Now, Arron has been hit by what he calls the “humiliating reality” of remote learning, something he faced in a summer course conducted over WebEx this past year.
“It couldn’t have been more awkward. I still can’t get that experience out of my head, and I don’t want to know what it was like for the other listeners,” Arron said.
Arron says he slept in that morning, and rushed to grab his breakfast, laptop and materials before the class began.
“I was just doing everything. I wasn’t even thinking properly,” Arron said.
“I sat down, logged into the WebEx link and made sure my camera was off. One of my biggest fears is my camera being on while I look ridiculous because I woke up like ten minutes ago.”
Arron says there was a lot of feedback noise while the instructor was presenting for the first few minutes, and the instructor asked everyone to turn their microphones off during the meeting. Once the instructor was audible, the class began.

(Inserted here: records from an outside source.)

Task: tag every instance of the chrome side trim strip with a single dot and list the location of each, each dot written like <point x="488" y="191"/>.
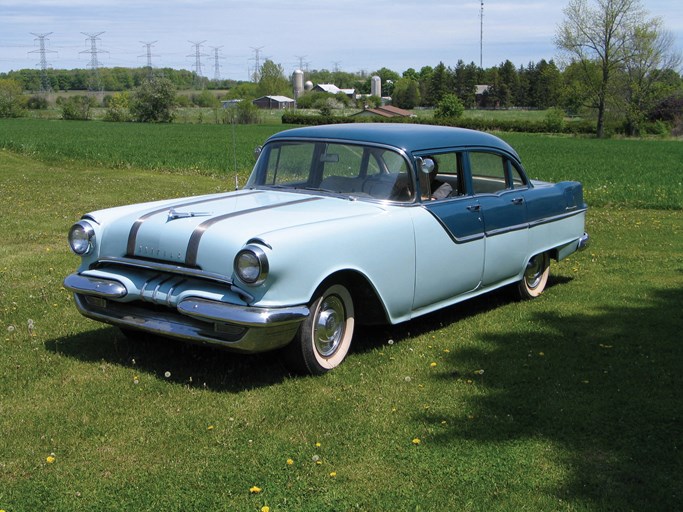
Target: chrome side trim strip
<point x="212" y="311"/>
<point x="163" y="267"/>
<point x="553" y="218"/>
<point x="193" y="245"/>
<point x="104" y="288"/>
<point x="132" y="235"/>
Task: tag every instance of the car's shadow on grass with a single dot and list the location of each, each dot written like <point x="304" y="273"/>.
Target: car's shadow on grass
<point x="221" y="370"/>
<point x="172" y="360"/>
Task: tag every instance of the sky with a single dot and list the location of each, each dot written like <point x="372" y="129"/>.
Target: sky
<point x="345" y="35"/>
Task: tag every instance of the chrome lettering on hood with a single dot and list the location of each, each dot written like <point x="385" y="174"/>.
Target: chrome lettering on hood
<point x="173" y="215"/>
<point x="193" y="245"/>
<point x="132" y="235"/>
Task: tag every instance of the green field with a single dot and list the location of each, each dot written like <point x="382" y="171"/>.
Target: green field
<point x="569" y="402"/>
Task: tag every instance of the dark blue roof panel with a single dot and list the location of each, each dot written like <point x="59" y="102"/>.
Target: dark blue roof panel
<point x="409" y="137"/>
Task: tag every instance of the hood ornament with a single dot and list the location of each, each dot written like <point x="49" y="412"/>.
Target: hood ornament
<point x="173" y="215"/>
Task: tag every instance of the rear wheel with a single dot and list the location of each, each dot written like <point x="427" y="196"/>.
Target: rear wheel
<point x="535" y="277"/>
<point x="324" y="338"/>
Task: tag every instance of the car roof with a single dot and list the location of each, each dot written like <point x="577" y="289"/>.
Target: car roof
<point x="405" y="136"/>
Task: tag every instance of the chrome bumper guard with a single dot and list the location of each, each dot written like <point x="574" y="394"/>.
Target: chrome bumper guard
<point x="240" y="328"/>
<point x="583" y="242"/>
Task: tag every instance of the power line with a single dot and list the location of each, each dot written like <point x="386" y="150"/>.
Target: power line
<point x="45" y="85"/>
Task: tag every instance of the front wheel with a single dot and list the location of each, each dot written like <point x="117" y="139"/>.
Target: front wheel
<point x="324" y="338"/>
<point x="535" y="277"/>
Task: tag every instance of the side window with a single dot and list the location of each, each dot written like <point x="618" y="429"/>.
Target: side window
<point x="488" y="173"/>
<point x="341" y="160"/>
<point x="517" y="179"/>
<point x="445" y="179"/>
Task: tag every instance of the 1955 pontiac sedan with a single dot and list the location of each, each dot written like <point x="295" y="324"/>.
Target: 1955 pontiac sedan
<point x="337" y="225"/>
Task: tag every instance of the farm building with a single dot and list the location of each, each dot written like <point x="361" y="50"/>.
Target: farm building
<point x="274" y="102"/>
<point x="333" y="89"/>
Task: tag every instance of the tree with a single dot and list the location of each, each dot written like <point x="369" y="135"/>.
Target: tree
<point x="450" y="107"/>
<point x="599" y="31"/>
<point x="652" y="54"/>
<point x="406" y="93"/>
<point x="272" y="80"/>
<point x="438" y="85"/>
<point x="11" y="98"/>
<point x="154" y="101"/>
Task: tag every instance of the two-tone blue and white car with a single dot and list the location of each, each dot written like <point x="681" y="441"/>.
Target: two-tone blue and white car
<point x="337" y="225"/>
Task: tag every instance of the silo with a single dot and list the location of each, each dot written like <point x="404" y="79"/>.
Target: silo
<point x="376" y="86"/>
<point x="298" y="81"/>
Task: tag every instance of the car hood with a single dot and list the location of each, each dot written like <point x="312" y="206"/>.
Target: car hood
<point x="207" y="231"/>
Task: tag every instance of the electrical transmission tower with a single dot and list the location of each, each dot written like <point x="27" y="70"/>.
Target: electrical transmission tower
<point x="44" y="79"/>
<point x="95" y="84"/>
<point x="216" y="63"/>
<point x="257" y="63"/>
<point x="198" y="62"/>
<point x="148" y="54"/>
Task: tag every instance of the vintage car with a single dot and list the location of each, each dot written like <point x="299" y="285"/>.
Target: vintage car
<point x="337" y="225"/>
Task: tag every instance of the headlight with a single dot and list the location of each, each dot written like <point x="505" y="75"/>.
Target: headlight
<point x="251" y="265"/>
<point x="82" y="238"/>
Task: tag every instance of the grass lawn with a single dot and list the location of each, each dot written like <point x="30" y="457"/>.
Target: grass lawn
<point x="568" y="402"/>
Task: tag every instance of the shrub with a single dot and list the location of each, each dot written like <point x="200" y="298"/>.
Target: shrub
<point x="154" y="101"/>
<point x="11" y="99"/>
<point x="118" y="108"/>
<point x="450" y="107"/>
<point x="78" y="108"/>
<point x="37" y="103"/>
<point x="554" y="120"/>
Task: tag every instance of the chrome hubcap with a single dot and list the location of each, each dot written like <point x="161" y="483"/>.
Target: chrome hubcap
<point x="329" y="326"/>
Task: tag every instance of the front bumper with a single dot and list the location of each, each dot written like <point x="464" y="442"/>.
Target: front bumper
<point x="241" y="328"/>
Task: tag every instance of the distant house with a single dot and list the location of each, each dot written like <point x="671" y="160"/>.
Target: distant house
<point x="274" y="102"/>
<point x="385" y="111"/>
<point x="333" y="89"/>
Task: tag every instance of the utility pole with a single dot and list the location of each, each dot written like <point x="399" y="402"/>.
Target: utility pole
<point x="216" y="63"/>
<point x="257" y="64"/>
<point x="95" y="84"/>
<point x="148" y="54"/>
<point x="45" y="85"/>
<point x="481" y="36"/>
<point x="198" y="62"/>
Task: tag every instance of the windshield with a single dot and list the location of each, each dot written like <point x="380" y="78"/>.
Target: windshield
<point x="348" y="169"/>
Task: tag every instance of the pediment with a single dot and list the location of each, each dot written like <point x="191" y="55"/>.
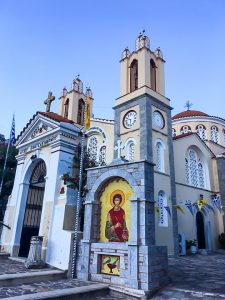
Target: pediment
<point x="35" y="129"/>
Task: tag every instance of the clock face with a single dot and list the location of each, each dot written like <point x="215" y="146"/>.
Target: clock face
<point x="129" y="119"/>
<point x="158" y="119"/>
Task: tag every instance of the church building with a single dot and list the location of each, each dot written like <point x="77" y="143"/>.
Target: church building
<point x="160" y="180"/>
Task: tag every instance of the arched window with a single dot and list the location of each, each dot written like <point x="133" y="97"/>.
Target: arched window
<point x="80" y="113"/>
<point x="130" y="149"/>
<point x="194" y="169"/>
<point x="201" y="131"/>
<point x="173" y="132"/>
<point x="214" y="134"/>
<point x="185" y="129"/>
<point x="201" y="178"/>
<point x="134" y="75"/>
<point x="160" y="156"/>
<point x="224" y="137"/>
<point x="153" y="74"/>
<point x="162" y="205"/>
<point x="102" y="156"/>
<point x="66" y="108"/>
<point x="93" y="149"/>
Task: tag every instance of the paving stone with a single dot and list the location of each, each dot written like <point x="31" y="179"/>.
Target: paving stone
<point x="192" y="277"/>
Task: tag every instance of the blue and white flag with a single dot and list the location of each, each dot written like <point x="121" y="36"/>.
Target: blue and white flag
<point x="12" y="138"/>
<point x="167" y="208"/>
<point x="189" y="206"/>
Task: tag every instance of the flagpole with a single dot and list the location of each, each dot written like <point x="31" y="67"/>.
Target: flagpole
<point x="76" y="227"/>
<point x="6" y="158"/>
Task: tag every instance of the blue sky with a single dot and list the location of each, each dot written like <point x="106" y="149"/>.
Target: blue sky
<point x="45" y="43"/>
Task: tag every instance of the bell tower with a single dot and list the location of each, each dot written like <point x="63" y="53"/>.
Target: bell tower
<point x="143" y="132"/>
<point x="142" y="68"/>
<point x="72" y="103"/>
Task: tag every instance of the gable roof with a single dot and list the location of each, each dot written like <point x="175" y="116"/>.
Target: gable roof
<point x="49" y="115"/>
<point x="190" y="113"/>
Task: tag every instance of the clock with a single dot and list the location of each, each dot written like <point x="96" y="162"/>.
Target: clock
<point x="158" y="119"/>
<point x="130" y="119"/>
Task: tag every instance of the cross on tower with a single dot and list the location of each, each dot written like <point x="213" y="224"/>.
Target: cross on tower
<point x="118" y="148"/>
<point x="188" y="105"/>
<point x="48" y="101"/>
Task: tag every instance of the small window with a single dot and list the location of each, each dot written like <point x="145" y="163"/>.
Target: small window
<point x="102" y="156"/>
<point x="80" y="113"/>
<point x="194" y="169"/>
<point x="173" y="132"/>
<point x="160" y="156"/>
<point x="153" y="74"/>
<point x="162" y="205"/>
<point x="66" y="108"/>
<point x="134" y="75"/>
<point x="214" y="134"/>
<point x="130" y="149"/>
<point x="185" y="129"/>
<point x="93" y="149"/>
<point x="201" y="131"/>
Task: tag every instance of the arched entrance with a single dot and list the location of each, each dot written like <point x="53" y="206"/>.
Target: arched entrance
<point x="32" y="215"/>
<point x="200" y="230"/>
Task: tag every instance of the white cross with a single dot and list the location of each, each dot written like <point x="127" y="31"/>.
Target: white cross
<point x="118" y="148"/>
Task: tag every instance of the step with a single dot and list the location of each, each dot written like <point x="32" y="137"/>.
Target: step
<point x="83" y="292"/>
<point x="29" y="277"/>
<point x="4" y="254"/>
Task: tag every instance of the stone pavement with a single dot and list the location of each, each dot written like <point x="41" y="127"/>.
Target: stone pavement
<point x="192" y="277"/>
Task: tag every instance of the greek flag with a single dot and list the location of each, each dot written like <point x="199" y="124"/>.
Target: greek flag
<point x="12" y="133"/>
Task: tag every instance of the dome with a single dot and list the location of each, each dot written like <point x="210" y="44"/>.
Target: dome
<point x="190" y="113"/>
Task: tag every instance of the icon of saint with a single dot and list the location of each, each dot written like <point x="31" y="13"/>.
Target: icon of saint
<point x="116" y="230"/>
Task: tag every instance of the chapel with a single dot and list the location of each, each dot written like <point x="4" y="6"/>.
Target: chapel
<point x="159" y="180"/>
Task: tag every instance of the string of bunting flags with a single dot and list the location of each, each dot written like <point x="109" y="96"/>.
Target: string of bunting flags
<point x="199" y="205"/>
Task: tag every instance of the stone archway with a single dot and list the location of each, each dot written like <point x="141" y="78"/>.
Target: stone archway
<point x="200" y="230"/>
<point x="33" y="210"/>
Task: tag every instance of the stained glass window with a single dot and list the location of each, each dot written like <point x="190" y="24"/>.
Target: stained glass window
<point x="163" y="214"/>
<point x="201" y="132"/>
<point x="102" y="156"/>
<point x="93" y="148"/>
<point x="194" y="170"/>
<point x="130" y="150"/>
<point x="214" y="134"/>
<point x="201" y="175"/>
<point x="159" y="157"/>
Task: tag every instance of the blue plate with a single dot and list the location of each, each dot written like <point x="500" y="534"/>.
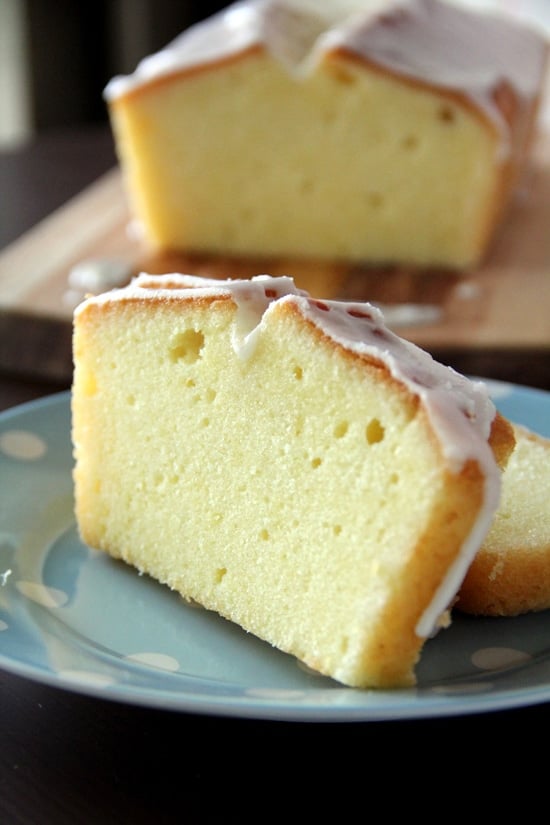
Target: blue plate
<point x="74" y="618"/>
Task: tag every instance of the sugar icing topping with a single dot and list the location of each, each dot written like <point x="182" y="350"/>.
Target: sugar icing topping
<point x="461" y="410"/>
<point x="421" y="39"/>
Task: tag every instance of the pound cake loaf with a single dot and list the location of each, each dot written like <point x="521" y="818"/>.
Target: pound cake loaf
<point x="347" y="130"/>
<point x="287" y="462"/>
<point x="510" y="574"/>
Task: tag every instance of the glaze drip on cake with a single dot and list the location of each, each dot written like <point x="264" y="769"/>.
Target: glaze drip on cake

The only thing is, Arron did not realize his own microphone was still on.
“The worst part is, I was eating, too,” Arron said. “I was eating my breakfast with my microphone basically right next to my mouth.”
It was not long until students began to drop hints about the loud chewing. One student described it as a “squirrel eating chicken wings.”
Although there were others with their microphones turned on in the class, Arron knew that the students were referring to him.
“Just imagine someone eating next to a microphone,” Arron said. “Imagine the static. Imagine the sound.”
Although he is reassured by his assumption that most people did not know who it was, Arron is much more careful going into meetings now. The experience has also taught him to think twice before judging others who have faced similar issues.
“I make sure my mic is off. I make sure my camera’s off. I always have to double-check,” Arron chuckled.
“I think everyone makes mistakes. It’s not your intention to walk into a virtual meeting and do something embarrassing. In the end, it always teaches you a lesson, and I guess I learned mine pretty well.”
*The name has been changed to keep the person’s dignity intact.